- Datum: woensdag 16 mei
- Traject : Emmen – Nice
- Afstand : Vliegend ongeveer 1200 km.
- Weer : 20 graden, licht bewolkt
- Parcours: trein en vliegen
Om 14.42 uur rol ik – achterwaarts reizend – station Emmen-Zuid uit, na te zijn uitgezwaaid door Didi, Carla en een meerennende Marit. Ik laat me meteen verleiden tot het invullen van een reizigers-enquête. Voor het eerst reis ik voorbij Zwolle de Hanzelijn, zodat ik voorbij Lelystad vanuit de ‘badkuip’ uitzicht heb op de veelbesproken Oostvaardersplassen. Het natuurgebied oogt nogal troosteloos: het armetierige graslandschap ligt bezaaid met houtstronken en kuddes herten, runderen en paarden doen hun best om aan de kost te komen. Geen vetpot van sappige groene weilanden, zoals ik die enkele uren later vanuit de lucht zal zien.

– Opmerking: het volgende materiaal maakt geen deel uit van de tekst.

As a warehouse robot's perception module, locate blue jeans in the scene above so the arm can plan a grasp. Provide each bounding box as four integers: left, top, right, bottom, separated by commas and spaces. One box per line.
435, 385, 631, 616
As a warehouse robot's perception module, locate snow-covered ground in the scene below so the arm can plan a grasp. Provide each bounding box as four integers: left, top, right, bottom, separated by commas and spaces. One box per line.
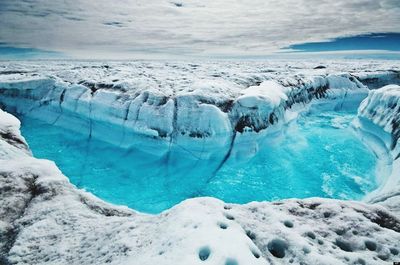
0, 61, 400, 265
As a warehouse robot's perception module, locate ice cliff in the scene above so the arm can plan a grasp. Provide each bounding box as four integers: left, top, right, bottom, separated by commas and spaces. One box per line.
0, 62, 400, 265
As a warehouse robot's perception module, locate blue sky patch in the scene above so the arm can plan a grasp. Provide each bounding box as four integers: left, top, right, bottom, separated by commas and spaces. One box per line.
284, 33, 400, 52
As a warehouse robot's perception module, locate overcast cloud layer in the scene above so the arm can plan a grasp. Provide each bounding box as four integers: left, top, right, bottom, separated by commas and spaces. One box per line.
0, 0, 400, 58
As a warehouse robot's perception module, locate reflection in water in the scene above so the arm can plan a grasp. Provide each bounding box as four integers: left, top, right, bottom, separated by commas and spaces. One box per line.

Op Schiphol word ik er bij de controle uitgepikt om grondig te worden gefouilleerd omdat mijn bretels (met ijzerdeeltjes) alarm hebben geslagen. Eenmaal voorbij de controle en richting mijn gate neemt de hectiek van de drukke luchthaven snel af en kan ik lekker rustig ruim een uurtje lezen.
De vliegreis met de ‘Peter Pan’ van Transavia verloopt vlekkeloos en om half tien landen we over de Middellandse Zee op de luchthaven van Nice.
In een bomvolle bus ga ik naar de stad. Iedereen moet kennelijk naar het centrum, want als enige moet ik mij halverwege uit de bus wurmen omdat mijn hotel Anis halverwege vliegveld en Centre Ville ligt. Om half elf meld ik mij aan de balie van hotel Anis.
Nu ben ik er wel, maar hoe zit het met mijn fiets? De receptionist bladert in allerlei documenten van bij hun door Soetens afgeleverde fietsen, maar kan niets vinden……Oef. Op mijn voorstel gaan we maar gewoon in de garage kijken en zowaar, daar staat mijn amigo: de Santos en de doos met daarin de gevulde fietstassen. Gerustgesteld kan ik om half twaalf het bed in.